Стриж колобком скатился по лестнице, одним прыжком перемахнул через забор. Через несколько секунд взревел двигатель Серегиного гоночного гибрида.
— Он что, хочет сам?.. — понял наконец замысел Стрижа лейтенант.
И в ту же секунду на площадь стремительно вылетел мотоциклист. Стриж сидел на нем с непокрытой головой, светлые волосы бешено трепал встречный ветер. На середине площади он поднял мотоцикл на заднее колесо и что-то крикнул в сторону дома.
Этого Алибек уже вынести не мог. Он выскочил на балкон и сыпанул длинной очередью вдогонку обидчику. Тут же выстрелил Андрей. Пуля, просвистев в сантиметре от головы чеченца, выбила целый фонтан белых крошек из силикатного кирпича и заставила младшего Джиоева кинуться под защиту стен.
Андрей даже застонал от обиды и досады.
— Ладно, ты его еще достанешь, — приободрил друга Илья.
Тот покачал головой:
— Может, это был самый важный выстрел в моей жизни.
— Ну, вот все и решилось. Огонь! — скомандовал Семыкин в микрофон.
Тут же со стороны домов, полукругом окружающих мураевский дворец, раздался нестройный треск выстрелов. Ответ был страшен. Дом полыхнул огнем сразу во все стороны. Били не менее чем из двадцати стволов, не экономя патронов, делая паузы лишь для того, чтобы сменить магазин.
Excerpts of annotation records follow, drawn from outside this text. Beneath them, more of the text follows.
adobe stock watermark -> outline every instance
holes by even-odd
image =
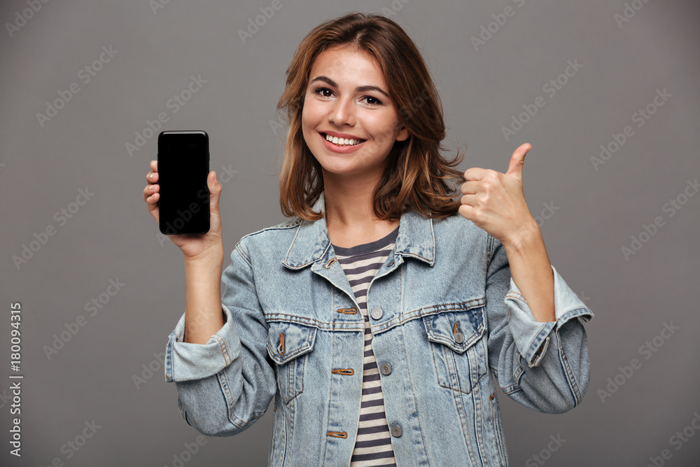
[[[661,210],[668,214],[668,218],[673,217],[676,213],[682,209],[683,206],[688,202],[690,198],[695,196],[698,190],[700,190],[700,184],[698,183],[696,178],[692,181],[690,179],[687,180],[685,187],[683,190],[676,197],[671,198],[666,202],[664,203],[664,205],[661,207]],[[642,249],[642,247],[654,235],[657,235],[659,229],[665,225],[666,220],[664,219],[663,216],[657,216],[654,218],[653,222],[649,224],[643,223],[642,230],[637,235],[631,236],[632,239],[629,246],[623,245],[621,248],[624,260],[629,261],[631,256],[637,254]]]
[[[187,318],[186,317],[186,324],[189,325],[187,321]],[[197,321],[192,323],[190,327],[190,332],[196,330],[199,328],[202,321]],[[182,342],[182,341],[178,341]],[[162,375],[165,375],[165,352],[153,352],[153,359],[149,361],[148,363],[141,363],[141,368],[136,370],[136,372],[132,375],[132,382],[134,383],[134,386],[136,387],[136,391],[141,389],[141,386],[146,383],[150,380],[155,372],[160,370],[163,370]]]
[[[397,15],[399,11],[403,9],[403,6],[410,1],[411,0],[393,0],[389,6],[390,8],[386,8],[386,6],[382,7],[382,14],[386,18]]]
[[[578,62],[578,59],[566,60],[566,67],[563,73],[559,74],[555,78],[550,79],[542,86],[542,92],[546,94],[550,99],[556,95],[558,91],[561,89],[569,81],[569,78],[573,78],[576,74],[583,68],[583,65]],[[547,101],[542,96],[538,96],[534,99],[533,104],[524,104],[522,107],[525,111],[521,112],[516,117],[515,115],[510,116],[510,126],[501,127],[500,131],[503,134],[505,141],[509,141],[511,137],[515,136],[518,132],[523,129],[523,126],[529,122],[534,117],[538,111],[547,105]]]
[[[177,113],[192,99],[192,96],[202,89],[205,84],[206,84],[206,80],[202,79],[202,75],[198,74],[196,78],[195,75],[190,75],[190,83],[187,87],[177,94],[173,95],[173,97],[165,103],[165,108],[170,109],[170,113],[174,115]],[[165,111],[159,112],[158,118],[153,120],[146,119],[144,130],[141,132],[135,132],[136,137],[134,139],[134,143],[127,141],[125,144],[129,157],[134,157],[134,153],[146,146],[149,139],[158,134],[162,124],[167,123],[169,120],[170,116]]]
[[[170,3],[170,0],[148,0],[148,6],[153,11],[154,15],[158,14],[158,10],[164,8],[165,6]]]
[[[697,424],[696,424],[696,421]],[[682,431],[679,430],[673,433],[668,438],[668,444],[674,446],[676,451],[680,451],[690,440],[690,438],[695,435],[696,430],[700,430],[700,414],[694,412],[693,418],[690,420],[690,423]],[[671,449],[668,448],[662,449],[659,455],[649,456],[650,462],[646,467],[662,467],[666,461],[673,456],[673,453],[671,452]]]
[[[58,223],[59,227],[63,227],[68,223],[69,219],[73,218],[78,214],[78,211],[80,210],[80,207],[85,206],[88,201],[94,195],[94,193],[90,193],[87,186],[84,190],[79,188],[76,200],[69,203],[66,207],[62,207],[57,211],[53,215],[53,220]],[[17,270],[19,271],[23,265],[29,263],[29,260],[34,258],[34,255],[38,253],[46,245],[49,237],[55,235],[57,231],[56,227],[53,224],[50,223],[44,228],[43,230],[38,233],[34,232],[34,239],[29,241],[28,246],[26,243],[22,244],[22,251],[19,254],[12,256],[12,261],[15,264],[15,267],[17,268]]]
[[[284,0],[285,3],[288,0]],[[270,6],[260,7],[260,14],[253,18],[248,18],[248,27],[245,29],[238,30],[238,36],[241,38],[241,42],[244,44],[246,41],[253,39],[253,36],[258,34],[260,28],[267,24],[267,22],[274,16],[274,12],[281,9],[284,5],[281,0],[272,0]]]
[[[93,297],[83,307],[85,312],[91,318],[101,312],[109,303],[112,297],[115,295],[126,285],[123,282],[120,282],[118,277],[115,279],[110,279],[108,284],[107,288],[104,292],[97,297]],[[86,324],[88,324],[88,319],[83,314],[78,315],[75,321],[64,323],[65,330],[61,331],[59,334],[54,334],[51,345],[44,345],[42,347],[42,350],[44,351],[44,354],[46,356],[46,360],[50,361],[52,356],[58,354],[58,351],[63,349],[66,344],[69,342]]]
[[[513,0],[513,3],[516,4],[519,8],[525,4],[525,0]],[[472,36],[470,38],[470,40],[472,41],[472,46],[474,46],[474,50],[478,51],[479,46],[485,46],[489,39],[492,38],[493,34],[500,31],[501,28],[505,25],[508,18],[512,18],[514,15],[515,10],[512,6],[506,6],[503,8],[503,13],[491,15],[491,17],[493,18],[493,20],[486,26],[482,25],[481,32],[479,33],[479,36]]]
[[[194,442],[184,442],[183,445],[185,450],[178,454],[173,454],[173,462],[170,466],[164,465],[163,467],[183,467],[186,462],[189,462],[192,456],[199,452],[200,448],[206,444],[206,438],[200,435],[195,438]]]
[[[631,3],[628,4],[624,3],[624,8],[622,10],[622,14],[615,13],[612,15],[612,19],[615,20],[617,23],[617,28],[620,29],[622,29],[622,25],[628,22],[630,20],[634,18],[634,15],[637,14],[637,12],[642,9],[644,6],[644,4],[648,4],[649,0],[632,0]]]
[[[639,354],[643,356],[645,360],[649,360],[679,329],[680,329],[679,326],[673,326],[673,321],[670,321],[668,323],[664,321],[658,335],[639,346],[638,351]],[[601,403],[605,404],[606,399],[612,397],[612,394],[617,392],[620,388],[632,377],[635,371],[642,368],[642,363],[638,358],[632,358],[629,361],[629,365],[618,366],[617,369],[620,371],[612,377],[608,378],[608,385],[605,389],[598,389],[598,397],[601,398]]]
[[[7,29],[8,34],[10,34],[10,37],[14,36],[15,33],[26,25],[27,21],[33,18],[34,15],[41,9],[41,6],[48,4],[48,1],[49,0],[27,0],[24,3],[29,8],[24,8],[21,12],[15,11],[15,20],[12,22],[5,23],[5,28]]]
[[[652,102],[648,104],[644,109],[640,108],[636,112],[632,114],[631,117],[632,122],[637,124],[638,128],[641,128],[644,125],[644,123],[657,113],[659,107],[661,107],[668,102],[668,99],[673,96],[673,95],[668,94],[666,92],[666,88],[663,90],[657,88],[656,90],[656,95],[654,96]],[[608,142],[607,144],[601,145],[599,157],[596,157],[595,155],[591,156],[591,163],[593,164],[593,168],[597,171],[598,167],[608,162],[612,157],[612,155],[620,151],[622,145],[627,142],[627,140],[634,135],[634,129],[629,125],[622,129],[622,133],[613,133],[612,141]]]
[[[83,449],[83,447],[88,442],[88,440],[92,438],[94,433],[97,433],[97,430],[102,428],[102,426],[96,424],[94,419],[92,421],[85,420],[85,428],[74,438],[68,440],[65,444],[61,446],[59,450],[61,454],[65,455],[66,461],[72,459],[78,452]],[[42,464],[41,467],[44,467],[44,466]],[[54,457],[50,463],[46,464],[46,467],[63,467],[63,459],[60,457]]]
[[[537,466],[544,465],[552,457],[552,453],[559,451],[559,448],[566,442],[566,440],[561,439],[561,435],[559,433],[556,433],[556,437],[554,435],[550,435],[550,439],[552,440],[547,445],[547,447],[525,461],[526,467],[537,467]]]
[[[99,56],[92,61],[92,63],[85,65],[78,71],[78,78],[80,80],[83,85],[90,83],[93,78],[102,69],[104,65],[111,61],[114,56],[119,53],[119,50],[112,49],[111,45],[108,47],[102,46],[102,53]],[[52,118],[58,115],[58,111],[66,106],[66,104],[71,102],[74,96],[80,92],[80,85],[76,81],[74,81],[68,85],[68,89],[59,90],[57,91],[58,97],[52,102],[46,101],[46,114],[41,112],[36,113],[36,120],[39,125],[43,128],[46,122],[50,121]]]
Басовито выделялся голос
ДШК, полыхнул выстрел гранатомета, и сразу среди домов взлетел клуб взрыва, полетели какие-то палки, что- то загорелось. И снова, не прошло и минуты, бабахнул гранатомет. Заслоненный высокими заборами, стал разгораться жаркий огонь с копотью.
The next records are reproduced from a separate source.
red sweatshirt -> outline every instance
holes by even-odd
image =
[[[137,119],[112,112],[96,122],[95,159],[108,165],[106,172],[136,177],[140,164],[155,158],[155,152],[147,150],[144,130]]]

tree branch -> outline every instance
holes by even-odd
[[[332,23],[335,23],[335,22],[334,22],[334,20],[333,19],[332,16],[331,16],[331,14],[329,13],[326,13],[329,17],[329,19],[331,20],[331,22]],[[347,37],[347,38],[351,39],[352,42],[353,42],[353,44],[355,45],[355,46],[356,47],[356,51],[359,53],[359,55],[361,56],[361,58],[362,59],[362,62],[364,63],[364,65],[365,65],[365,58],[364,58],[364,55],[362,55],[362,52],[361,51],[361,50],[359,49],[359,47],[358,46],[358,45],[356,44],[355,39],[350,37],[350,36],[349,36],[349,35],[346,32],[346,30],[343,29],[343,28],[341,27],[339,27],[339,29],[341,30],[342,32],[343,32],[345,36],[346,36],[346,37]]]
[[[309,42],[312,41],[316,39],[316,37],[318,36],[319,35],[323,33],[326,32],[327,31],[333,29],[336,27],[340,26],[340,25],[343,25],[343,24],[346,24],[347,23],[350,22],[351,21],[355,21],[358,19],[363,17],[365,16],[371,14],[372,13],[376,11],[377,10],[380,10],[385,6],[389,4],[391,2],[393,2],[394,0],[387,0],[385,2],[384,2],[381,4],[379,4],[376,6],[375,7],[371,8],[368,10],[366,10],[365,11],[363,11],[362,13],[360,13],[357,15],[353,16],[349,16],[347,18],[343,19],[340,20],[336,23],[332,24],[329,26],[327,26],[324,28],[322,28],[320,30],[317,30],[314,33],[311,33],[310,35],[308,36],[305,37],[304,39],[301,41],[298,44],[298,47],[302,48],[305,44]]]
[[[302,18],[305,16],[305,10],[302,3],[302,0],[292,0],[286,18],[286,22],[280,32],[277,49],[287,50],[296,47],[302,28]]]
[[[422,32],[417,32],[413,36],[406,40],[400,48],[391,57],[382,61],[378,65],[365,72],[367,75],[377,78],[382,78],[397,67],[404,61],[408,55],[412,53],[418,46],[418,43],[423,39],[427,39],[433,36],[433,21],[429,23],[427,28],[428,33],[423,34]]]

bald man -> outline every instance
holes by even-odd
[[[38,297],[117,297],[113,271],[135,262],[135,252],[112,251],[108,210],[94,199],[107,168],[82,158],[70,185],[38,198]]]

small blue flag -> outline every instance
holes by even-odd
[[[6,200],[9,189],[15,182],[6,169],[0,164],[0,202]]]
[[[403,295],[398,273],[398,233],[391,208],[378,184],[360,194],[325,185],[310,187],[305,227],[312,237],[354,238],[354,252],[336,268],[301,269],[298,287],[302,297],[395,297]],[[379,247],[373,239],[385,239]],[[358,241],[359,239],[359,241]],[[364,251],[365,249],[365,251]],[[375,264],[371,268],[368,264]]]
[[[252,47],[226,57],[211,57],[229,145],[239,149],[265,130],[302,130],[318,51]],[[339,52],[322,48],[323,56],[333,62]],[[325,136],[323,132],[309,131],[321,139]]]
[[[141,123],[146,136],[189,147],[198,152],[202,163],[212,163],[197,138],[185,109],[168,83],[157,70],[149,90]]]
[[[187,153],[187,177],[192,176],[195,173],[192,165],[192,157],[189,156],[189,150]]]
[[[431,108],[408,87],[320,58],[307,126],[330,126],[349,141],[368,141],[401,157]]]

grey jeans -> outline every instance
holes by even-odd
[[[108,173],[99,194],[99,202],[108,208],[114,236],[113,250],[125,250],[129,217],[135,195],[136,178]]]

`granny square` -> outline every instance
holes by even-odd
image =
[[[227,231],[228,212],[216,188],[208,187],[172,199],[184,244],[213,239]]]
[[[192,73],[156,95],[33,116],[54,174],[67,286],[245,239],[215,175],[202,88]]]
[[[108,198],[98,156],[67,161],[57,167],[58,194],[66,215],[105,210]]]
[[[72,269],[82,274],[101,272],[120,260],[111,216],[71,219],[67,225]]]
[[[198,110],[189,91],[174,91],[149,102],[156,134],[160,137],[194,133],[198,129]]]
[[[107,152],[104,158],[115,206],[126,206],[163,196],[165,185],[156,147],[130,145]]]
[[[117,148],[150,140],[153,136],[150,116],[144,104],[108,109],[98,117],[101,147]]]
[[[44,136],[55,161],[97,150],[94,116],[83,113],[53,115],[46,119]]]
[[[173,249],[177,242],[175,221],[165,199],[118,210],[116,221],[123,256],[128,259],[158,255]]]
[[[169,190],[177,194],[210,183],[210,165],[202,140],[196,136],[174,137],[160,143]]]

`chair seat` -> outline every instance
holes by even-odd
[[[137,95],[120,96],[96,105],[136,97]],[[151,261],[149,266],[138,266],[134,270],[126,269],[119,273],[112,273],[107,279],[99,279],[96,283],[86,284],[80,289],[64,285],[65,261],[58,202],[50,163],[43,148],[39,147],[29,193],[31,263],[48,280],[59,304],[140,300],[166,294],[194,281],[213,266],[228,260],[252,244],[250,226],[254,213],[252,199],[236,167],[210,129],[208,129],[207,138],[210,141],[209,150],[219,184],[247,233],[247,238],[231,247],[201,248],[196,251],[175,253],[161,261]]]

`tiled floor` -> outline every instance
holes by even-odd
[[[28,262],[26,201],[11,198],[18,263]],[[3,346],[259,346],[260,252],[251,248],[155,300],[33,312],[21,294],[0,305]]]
— Машину подбили, — вслух вздохнул лейтенант.
Тут пулемет нащупал и их. Очередь полоснула чуть повыше голов, прошив насквозь дощатый сарай.
— Вниз, быстро! — крикнул лейтенант и кубарем скатился по лестнице. За ним, пригибаясь, последовали все остальные. А пули все кромсали и кромсали голомовский сеновал. Вся команда перебралась за угол кирпичного дома, но оттуда ни черта не было видно.
— Надо подняться выше, за железную дорогу, — предложил Андрей.
Лейтенант кивнул головой, все уже приготовились к броску вверх по склону, когда Сергей вдруг чертыхнулся и побежал назад к сараю.
— Ты куда? — дружно, в один голос закричали все.
— Корову выведу! — ответил он на ходу.
Меньше чем через минуту он вернулся.
— Ну что?
Сергей только махнул рукой:
— Точно в голову.
Выбежали на улицу, прикрытую домом от обстрела.
— Куда? — закричал Семыкин, вставая перед несущимися с ревом сирен пожарными машинами. — Назад, здесь зона обстрела!
Завернув ошалевших пожарных, стали карабкаться выше в гору, туда, где проходила отводная линия железной дороги к местному заводу. Под свист пуль залегли за насыпью, отдышались. Отсюда как на ладони была видна вся панорама боя. Прилегающий к площади квартал находился в дыму, кое-где занялись пожары.